I also wonder what the cloud provider’s doing with the logs. Are they like Arbor, publishing their research, or looking for more sales? “Oh you have so many alerts, you’ll need 3 full time staff to read them”. Try prove otherwise, it’s a cloud.
@Dec, sounds like you wrote one of the very first intelligent log parsers! Does CS MARS allow for that sort of stuff yet? Or is it still/just severity based?
Donal: NTP, DNS, Syslog/CEE, routing updates(multicast/unicast). Get these wrong and the rest is worthless.
Correlation/context. Context very important, agreed.. slowly taps/IDS/asset management are passively/actively identifying context of endpoints. Time and sliding window of services in an IT footprint
is always a problem thus context has to be garnered automagically.
Attributing value to endpoints, shared infrastructure and data/information is still the key. Metrics, what exactly are we measuring, value, risk, threat, compliance, progress, deltas, efficiency….. etc. etc.
Compliance or security. Debate already waged.
We eval’d Intellitactics before. MARS is quite good. ARcSight is interesting. Basically not having the ability to get all devices in footprint to provide for offbox logging is an organisational/build issue. Disparate groups need to start working together again.
There has to be an independent ability to verify assets in an asset database e.g. managed nodes and services and compliance to standards/templates. Cisco Network Compliance Manager deployment?
Most of the time IT is not even business aligned, and compounding issues is the business doesn’t know how to realise efficiencies from IT. How does one mitigate against a sentient attacker or future tech?
One must focus on auditability, surveillance and mean-time-to-repair…. or my new phrase… mean-time-to-return-integrity MTTRI
Also, most peeps forget to start with telemetry. Prevention always fails. Security needs to focus on temporality.

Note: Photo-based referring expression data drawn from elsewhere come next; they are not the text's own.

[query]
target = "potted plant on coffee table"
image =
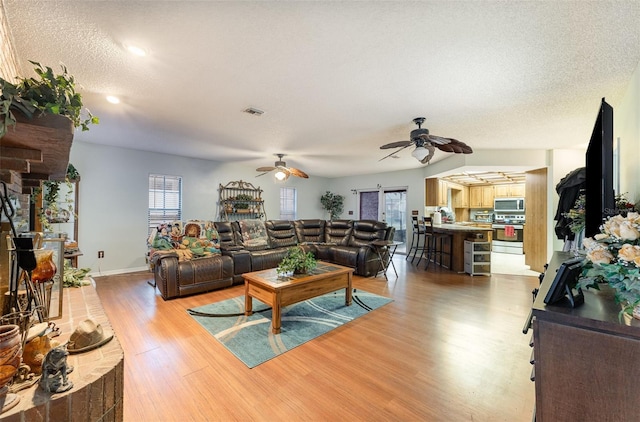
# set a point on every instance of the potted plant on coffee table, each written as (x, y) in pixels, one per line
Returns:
(297, 261)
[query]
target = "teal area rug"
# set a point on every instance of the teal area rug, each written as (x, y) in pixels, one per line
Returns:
(250, 339)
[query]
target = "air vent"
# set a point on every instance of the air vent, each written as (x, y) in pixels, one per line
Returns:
(254, 111)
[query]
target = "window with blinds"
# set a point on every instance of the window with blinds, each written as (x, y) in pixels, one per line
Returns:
(165, 199)
(288, 203)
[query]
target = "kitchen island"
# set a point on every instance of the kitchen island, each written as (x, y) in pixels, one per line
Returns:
(459, 232)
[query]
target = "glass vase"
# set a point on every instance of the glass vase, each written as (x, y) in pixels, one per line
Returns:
(45, 267)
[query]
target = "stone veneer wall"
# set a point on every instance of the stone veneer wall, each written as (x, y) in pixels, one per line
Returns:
(8, 64)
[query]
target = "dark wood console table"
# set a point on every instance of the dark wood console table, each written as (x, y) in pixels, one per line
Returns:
(585, 359)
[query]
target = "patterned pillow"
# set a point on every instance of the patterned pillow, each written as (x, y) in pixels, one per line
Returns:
(254, 234)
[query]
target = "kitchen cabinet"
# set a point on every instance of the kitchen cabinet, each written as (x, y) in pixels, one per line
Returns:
(436, 193)
(459, 195)
(477, 258)
(481, 196)
(514, 190)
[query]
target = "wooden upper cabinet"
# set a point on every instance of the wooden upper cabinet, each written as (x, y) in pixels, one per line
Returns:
(488, 195)
(436, 193)
(481, 196)
(514, 190)
(459, 195)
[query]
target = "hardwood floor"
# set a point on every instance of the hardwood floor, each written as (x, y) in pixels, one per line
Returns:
(448, 348)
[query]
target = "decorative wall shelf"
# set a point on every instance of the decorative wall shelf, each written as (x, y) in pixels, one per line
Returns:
(241, 201)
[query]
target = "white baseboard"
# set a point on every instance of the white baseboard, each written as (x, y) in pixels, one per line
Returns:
(119, 271)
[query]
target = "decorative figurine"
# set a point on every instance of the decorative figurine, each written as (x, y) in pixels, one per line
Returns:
(55, 370)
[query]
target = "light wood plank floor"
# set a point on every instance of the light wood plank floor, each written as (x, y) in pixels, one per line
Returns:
(449, 347)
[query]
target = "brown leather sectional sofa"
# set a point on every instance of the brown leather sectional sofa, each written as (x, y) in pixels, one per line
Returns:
(343, 242)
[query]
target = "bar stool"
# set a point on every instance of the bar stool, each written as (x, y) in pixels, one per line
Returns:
(417, 239)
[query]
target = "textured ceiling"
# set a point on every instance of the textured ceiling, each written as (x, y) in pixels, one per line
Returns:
(336, 79)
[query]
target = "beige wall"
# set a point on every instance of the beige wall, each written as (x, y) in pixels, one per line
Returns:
(626, 127)
(8, 64)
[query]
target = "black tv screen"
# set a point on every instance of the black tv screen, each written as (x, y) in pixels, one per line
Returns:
(562, 289)
(599, 193)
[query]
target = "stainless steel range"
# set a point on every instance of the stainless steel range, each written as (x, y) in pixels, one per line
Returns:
(508, 233)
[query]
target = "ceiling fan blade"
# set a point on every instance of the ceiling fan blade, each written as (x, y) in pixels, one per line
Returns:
(397, 144)
(396, 151)
(298, 173)
(447, 148)
(460, 147)
(466, 149)
(439, 140)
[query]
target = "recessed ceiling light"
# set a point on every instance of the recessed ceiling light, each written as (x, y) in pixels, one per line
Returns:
(138, 51)
(254, 111)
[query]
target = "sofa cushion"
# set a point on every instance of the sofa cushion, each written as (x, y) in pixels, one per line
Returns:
(338, 232)
(310, 231)
(367, 231)
(254, 234)
(281, 233)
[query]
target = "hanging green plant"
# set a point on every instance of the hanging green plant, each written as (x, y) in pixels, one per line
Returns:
(48, 93)
(53, 208)
(333, 203)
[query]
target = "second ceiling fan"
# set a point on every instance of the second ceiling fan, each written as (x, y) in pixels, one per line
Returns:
(426, 144)
(283, 172)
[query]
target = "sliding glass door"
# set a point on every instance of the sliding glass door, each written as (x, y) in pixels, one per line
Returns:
(388, 205)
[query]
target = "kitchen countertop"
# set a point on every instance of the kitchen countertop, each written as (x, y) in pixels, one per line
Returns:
(464, 226)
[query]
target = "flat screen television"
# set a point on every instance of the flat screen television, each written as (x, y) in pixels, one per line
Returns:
(562, 290)
(598, 192)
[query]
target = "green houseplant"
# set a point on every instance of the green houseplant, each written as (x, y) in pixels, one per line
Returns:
(296, 261)
(48, 93)
(243, 197)
(333, 203)
(55, 209)
(613, 257)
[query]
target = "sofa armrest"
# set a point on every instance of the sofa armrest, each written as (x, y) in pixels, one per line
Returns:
(165, 273)
(241, 260)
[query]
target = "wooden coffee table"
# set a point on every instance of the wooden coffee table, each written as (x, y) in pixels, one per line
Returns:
(277, 292)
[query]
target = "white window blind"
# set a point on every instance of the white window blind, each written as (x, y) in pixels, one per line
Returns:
(165, 199)
(288, 203)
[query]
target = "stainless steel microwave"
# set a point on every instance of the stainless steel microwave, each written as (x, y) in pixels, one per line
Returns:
(508, 204)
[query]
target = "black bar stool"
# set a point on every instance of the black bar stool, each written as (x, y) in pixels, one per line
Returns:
(418, 241)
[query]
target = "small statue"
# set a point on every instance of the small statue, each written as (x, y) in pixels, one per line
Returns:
(55, 370)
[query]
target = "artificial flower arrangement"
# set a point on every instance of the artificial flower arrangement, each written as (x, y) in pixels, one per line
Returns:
(613, 257)
(576, 214)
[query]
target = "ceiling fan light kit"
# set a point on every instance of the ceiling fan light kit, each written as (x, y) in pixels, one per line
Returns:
(283, 172)
(426, 144)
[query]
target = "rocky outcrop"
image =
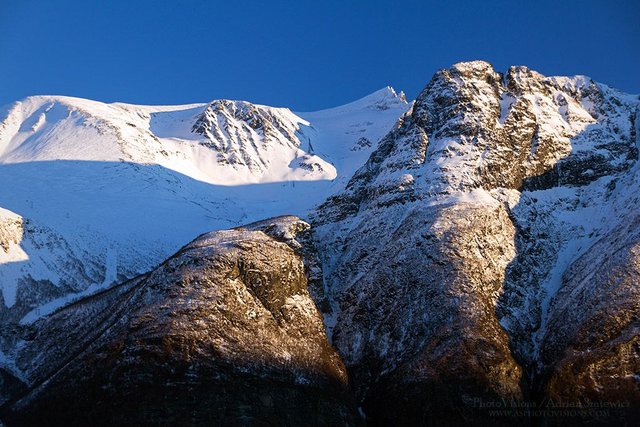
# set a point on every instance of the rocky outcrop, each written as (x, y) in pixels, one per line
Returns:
(485, 257)
(223, 332)
(444, 255)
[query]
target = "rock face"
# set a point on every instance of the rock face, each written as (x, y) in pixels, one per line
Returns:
(456, 253)
(486, 256)
(222, 332)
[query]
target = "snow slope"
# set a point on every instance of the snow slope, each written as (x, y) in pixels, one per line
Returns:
(94, 193)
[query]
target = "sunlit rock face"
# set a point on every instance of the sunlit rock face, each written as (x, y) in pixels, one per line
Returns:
(455, 254)
(485, 255)
(223, 332)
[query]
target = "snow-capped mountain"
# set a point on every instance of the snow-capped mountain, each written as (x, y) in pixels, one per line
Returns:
(95, 193)
(476, 247)
(482, 242)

“[P]roving a negative is impossible except in the case where all possible alternatives are known and each is examined… “Prove a negative” in this context means to be able to show a skeptical party that such and such a thing did not happen… As a matter of science, to prove that something did not happen toy must have every place where it couldhappen under surveillance… ”
I REALLY like this post:
http://taosecurity.blogspot.com/2008/04/review-of-economics-and-strategies-of.html
@ Declan.. maybe it’s time to blow the dust off your product/service…I think it’s time has come! What A record should I point my logs to and I’ll plug my service in to yours?
Dec: The long and the short of it is that if done properly it’s good, if not, it’s no good. Whether or not you trust them [the vendors] is up the the client, really.